# Moving to Abu Dhabi on the 22nd Novermber 08!!!



## Marco76 (Sep 28, 2008)

Hi Everyone,

I'll be moving to Abu Dhabi on the 22nd November 08 to work as a Quantity Surveyor on the Yas Island Ferrari Hotel.

As I don't know anyone out there, I'm looking to make some new friends so, if you wish to meet up for a shisha and a shwarmer and maybe show me the delights of such a wonderful place, please get in touch!!!

I've also touched base with Abu Dhabi RUFC and may even start up golf.... 

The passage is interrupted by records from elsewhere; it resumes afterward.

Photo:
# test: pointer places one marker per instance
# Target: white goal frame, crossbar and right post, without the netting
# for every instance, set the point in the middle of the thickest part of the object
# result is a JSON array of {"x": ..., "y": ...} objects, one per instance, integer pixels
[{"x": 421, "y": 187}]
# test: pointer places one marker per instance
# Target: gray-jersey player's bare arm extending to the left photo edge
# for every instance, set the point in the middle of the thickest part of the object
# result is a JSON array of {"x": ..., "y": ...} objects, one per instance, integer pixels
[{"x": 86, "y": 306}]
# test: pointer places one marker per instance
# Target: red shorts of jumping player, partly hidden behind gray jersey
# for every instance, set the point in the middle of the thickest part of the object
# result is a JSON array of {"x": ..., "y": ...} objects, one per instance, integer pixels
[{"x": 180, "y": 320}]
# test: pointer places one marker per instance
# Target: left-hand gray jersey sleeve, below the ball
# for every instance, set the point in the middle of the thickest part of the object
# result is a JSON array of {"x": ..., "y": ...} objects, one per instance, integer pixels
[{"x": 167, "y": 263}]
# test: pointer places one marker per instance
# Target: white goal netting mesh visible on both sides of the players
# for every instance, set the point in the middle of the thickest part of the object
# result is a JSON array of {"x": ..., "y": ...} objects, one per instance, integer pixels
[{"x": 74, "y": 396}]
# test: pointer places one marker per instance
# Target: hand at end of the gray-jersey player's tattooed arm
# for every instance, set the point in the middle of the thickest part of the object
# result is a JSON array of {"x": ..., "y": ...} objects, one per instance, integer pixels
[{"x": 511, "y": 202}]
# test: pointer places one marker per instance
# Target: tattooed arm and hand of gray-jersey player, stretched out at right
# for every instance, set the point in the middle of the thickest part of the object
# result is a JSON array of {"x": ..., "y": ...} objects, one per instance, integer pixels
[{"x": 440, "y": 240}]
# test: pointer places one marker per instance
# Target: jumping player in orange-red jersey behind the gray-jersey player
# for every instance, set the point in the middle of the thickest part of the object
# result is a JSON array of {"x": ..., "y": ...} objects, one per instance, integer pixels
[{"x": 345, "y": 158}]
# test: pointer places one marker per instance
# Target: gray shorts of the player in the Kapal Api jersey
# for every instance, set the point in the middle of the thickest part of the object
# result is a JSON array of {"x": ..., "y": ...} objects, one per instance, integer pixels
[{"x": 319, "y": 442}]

You can find me on facebook: Marco Bonnington-Carter or my email is marcobc76 at hot mail dot com ;-)

Marco


----------



## crazymazy1980 (Aug 2, 2008)

Marco76 said:


> Hi Everyone,
> 
> I'll be moving to Abu Dhabi on the 22nd November 08 to work as a Quantity Surveyor on the Yas Island Ferrari Hotel.
> 
> ...


Welcome to the forum Marco,

You're more than welcome to come to any of the nights out that are arranged on here by either the moderators or the large group of us who tend to go out every weekend. You'll meet loads of interesting (and strange like Maz) people so you're sure to make friends. In fact Maz is a QS so she might be able to give you some of her insight and maybe an essay post too 

As for Facebook there is a sister site to this one. Do a search for 'Facebook' and you'll find the link on the second page.

HTH


----------